The supreme court’s interpretation of the Domestic Violence Act in Calloway makes clear that the legislature intended the Act to address a very specific problem; namely, the protection of and assistance to victims of domestic abuse. When the supreme court has interpreted a statute, that interpretation is considered as part of the statute itself unless and until the legislature amends it contrary to the interpretation. Miller v. Lockett,
Finally, the defendants argue that there are significant policy reasons which should preclude application of section 305 of the Domestic Violation Act to this case. They contend that sections 4 — 102 and 4 — 107 of the Tort Immunity Act recognize that municipalities should be encouraged to provide police protection and services and arrest offenders, unencumbered by the threat of massive damages liability “when the inevitable happens.” The defendants maintain that, if exposed to potential liability for any domestic violence incident, local police would have to prioritize every domestic violence call over other emergency calls, no matter how serious those other calls may be. According to the defendants, “[t]he financial responsibility for [the] horrific, intentional criminal conduct of third parties should not be imposed on local governments, which were not responsible for those acts, but simply failed to prevent them from hapрening.” We find that this argument rings hollow in light of the stated purposes of the Domestic Violence Act, which are to recognize domestic violence as a serious crime against individuals and society, recognize that the legal system has ineffectively dealt with family violence in the past, and expand the civil and criminal remedies for victims of domestic violence. Further, a plaintiff seeking relief under the Act has a heavy burden to carry, as the supreme court made clear in Calloway:
“[W]e believe judicial recognition of a right of action for civil damages is necessary, provided that the injured party can establish that he or she is a person in need of protection under the Act, the statutory law enforcement duties owed to him or her were breached by willful and wanton acts or omissions of law enforcement officers, and such conduct proximately caused [the] plaintiffs injuries.” (Emphasis added.) Calloway,168 Ill. 2d at 324 .

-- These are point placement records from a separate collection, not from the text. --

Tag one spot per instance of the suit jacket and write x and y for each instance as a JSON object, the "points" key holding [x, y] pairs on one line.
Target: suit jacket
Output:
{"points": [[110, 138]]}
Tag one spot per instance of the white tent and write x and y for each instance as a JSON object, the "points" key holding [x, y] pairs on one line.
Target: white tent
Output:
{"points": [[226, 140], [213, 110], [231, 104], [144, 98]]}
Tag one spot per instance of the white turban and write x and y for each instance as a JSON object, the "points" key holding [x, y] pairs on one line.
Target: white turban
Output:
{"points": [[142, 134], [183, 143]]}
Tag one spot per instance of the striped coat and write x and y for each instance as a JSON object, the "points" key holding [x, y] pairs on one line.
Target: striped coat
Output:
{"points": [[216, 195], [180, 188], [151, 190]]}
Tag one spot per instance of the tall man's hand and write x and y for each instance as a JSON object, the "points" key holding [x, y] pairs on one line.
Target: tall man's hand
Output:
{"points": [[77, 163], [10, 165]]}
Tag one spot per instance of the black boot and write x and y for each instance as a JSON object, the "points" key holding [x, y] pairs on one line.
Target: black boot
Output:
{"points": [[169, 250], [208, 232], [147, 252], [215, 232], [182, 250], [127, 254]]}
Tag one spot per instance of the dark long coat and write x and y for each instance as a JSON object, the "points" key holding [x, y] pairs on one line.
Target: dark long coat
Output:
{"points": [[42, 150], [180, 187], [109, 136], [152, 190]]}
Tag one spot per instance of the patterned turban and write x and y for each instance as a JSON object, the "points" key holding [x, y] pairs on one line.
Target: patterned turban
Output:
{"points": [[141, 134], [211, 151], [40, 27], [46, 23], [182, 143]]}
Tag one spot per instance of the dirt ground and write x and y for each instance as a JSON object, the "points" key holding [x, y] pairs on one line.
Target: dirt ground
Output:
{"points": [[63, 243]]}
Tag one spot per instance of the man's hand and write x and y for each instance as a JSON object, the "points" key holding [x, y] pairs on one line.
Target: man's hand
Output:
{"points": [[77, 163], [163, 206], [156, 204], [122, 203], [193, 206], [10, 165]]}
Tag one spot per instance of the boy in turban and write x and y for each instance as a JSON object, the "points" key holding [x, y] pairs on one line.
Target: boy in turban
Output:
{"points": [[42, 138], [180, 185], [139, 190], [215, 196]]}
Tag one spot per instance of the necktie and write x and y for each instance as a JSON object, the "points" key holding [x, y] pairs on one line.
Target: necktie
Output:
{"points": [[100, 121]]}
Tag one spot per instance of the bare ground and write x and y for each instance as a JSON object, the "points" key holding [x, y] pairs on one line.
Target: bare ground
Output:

Based on the plain language of the Domestic Violence Act, the supreme court’s construction of the stated purposes of the Act, in particular section 305, in Calloway, and the Fifth District’s subsequent decision in Sneed, wе hold that section 305 providing partial immunity applies in this case, and, therefore, answer the certified question in the negative.
Certified question answered; cause remanded.
HARTMAN and SOUTH, JJ., concur.
Notes
Moore’s original complaint also named as defendants certain emergency telephone operators, a dispatcher, and an unknown Chicago police sergeant. She subsequently dismissed her claims against those defendants and amended her complaint accordingly.
We note that section 2 — 202 of the Tort Immunity Act provides that a “public employee is not liable for his act or omission in the execution or enforcement of any law unless such act or omission constitutes willful and wanton conduct.” 745 ILCS 10/2 — 202 (West 2002). Moore, however, does not argue that this section is applicable in the instant case.